MSSQL connection#

class onetl.connection.db_connection.mssql.connection.MSSQL(*, spark: SparkSession, user: str, password: SecretStr, host: Host, port: int = 1433, database: str, extra: MSSQLExtra = MSSQLExtra())#

MSSQL JDBC connection. support_hooks

Based on Maven package com.microsoft.sqlserver:mssql-jdbc:12.2.0.jre8 (official MSSQL JDBC driver).

Warning

Before using this connector please take into account Prerequisites

Parameters:
hoststr

Host of MSSQL database. For example: test.mssql.domain.com or 192.168.1.14

portint, default: 1433

Port of MSSQL database

userstr

User, which have proper access to the database. For example: some_user

passwordstr

Password for database connection

databasestr

Database in RDBMS, NOT schema.

See this page for more details

sparkpyspark.sql.SparkSession

Spark session.

extradict, default: None

Specifies one or more extra parameters by which clients can connect to the instance.

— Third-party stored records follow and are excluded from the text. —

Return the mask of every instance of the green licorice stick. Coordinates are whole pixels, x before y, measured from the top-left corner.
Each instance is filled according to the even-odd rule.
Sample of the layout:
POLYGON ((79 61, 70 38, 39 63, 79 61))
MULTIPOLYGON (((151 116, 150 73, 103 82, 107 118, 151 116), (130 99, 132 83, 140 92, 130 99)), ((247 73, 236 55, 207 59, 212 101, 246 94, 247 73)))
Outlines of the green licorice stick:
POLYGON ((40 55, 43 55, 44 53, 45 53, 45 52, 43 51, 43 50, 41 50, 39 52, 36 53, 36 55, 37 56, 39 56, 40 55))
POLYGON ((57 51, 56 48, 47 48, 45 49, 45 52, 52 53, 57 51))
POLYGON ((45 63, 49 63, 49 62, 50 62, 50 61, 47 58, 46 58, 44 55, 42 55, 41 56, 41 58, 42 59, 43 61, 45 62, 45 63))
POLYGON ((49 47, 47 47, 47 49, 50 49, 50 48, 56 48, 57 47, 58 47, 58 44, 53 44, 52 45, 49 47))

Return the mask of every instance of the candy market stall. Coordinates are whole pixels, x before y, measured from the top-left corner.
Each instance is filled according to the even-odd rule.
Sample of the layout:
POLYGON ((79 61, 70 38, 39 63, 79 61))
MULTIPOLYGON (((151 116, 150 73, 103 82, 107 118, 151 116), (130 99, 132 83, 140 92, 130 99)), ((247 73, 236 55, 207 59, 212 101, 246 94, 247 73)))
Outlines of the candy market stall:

For example: {"connectRetryCount": 3, "connectRetryInterval": 10}

See MSSQL JDBC driver properties documentation for more details

Examples

MSSQL connection with plain auth:

from onetl.connection import MSSQL
from pyspark.sql import SparkSession

# Create Spark session with MSSQL driver loaded
maven_packages = MSSQL.get_packages()
spark = (
    SparkSession.builder.appName("spark-app-name")
    .config("spark.jars.packages", ",".join(maven_packages))
    .getOrCreate()
)

# Create connection
mssql = MSSQL(
    host="database.host.or.ip",
    user="user",
    password="*****",
    extra={
        "trustServerCertificate": "true",  # add this to avoid SSL certificate issues
    },
    spark=spark,
)

MSSQL connection with domain auth:

# Create Spark session with MSSQL driver loaded
...

# Create connection
mssql = MSSQL(
    host="database.host.or.ip",
    user="user",
    password="*****",
    extra={
        "Domain": "some.domain.com",  # add here your domain
        "IntegratedSecurity": "true",
        "authenticationScheme": "NTLM",
        "trustServerCertificate": "true",  # add this to avoid SSL certificate issues
    },
    spark=spark,
)

MSSQL read-only connection:

# Create Spark session with MSSQL driver loaded
...

# Create connection
mssql = MSSQL(
    host="database.host.or.ip",
    user="user",
    password="*****",
    extra={
        "ApplicationIntent": "ReadOnly",  # driver will open read-only connection, to avoid writing to the database
        "trustServerCertificate": "true",  # add this to avoid SSL certificate issues
    },
    spark=spark,
)
check()#

Check source availability. support_hooks

If not, an exception will be raised.

Returns:
Connection itself
Raises:
RuntimeError

If the connection is not available

Examples

connection.check()
classmethod get_packages(java_version: str | Version | None = None) list[str]#

Get package names to be downloaded by Spark. support_hooks

Parameters:
java_versionstr, default 8

Java major version.

Examples

from onetl.connection import MSSQL

MSSQL.get_packages()
MSSQL.get_packages(java_version="8")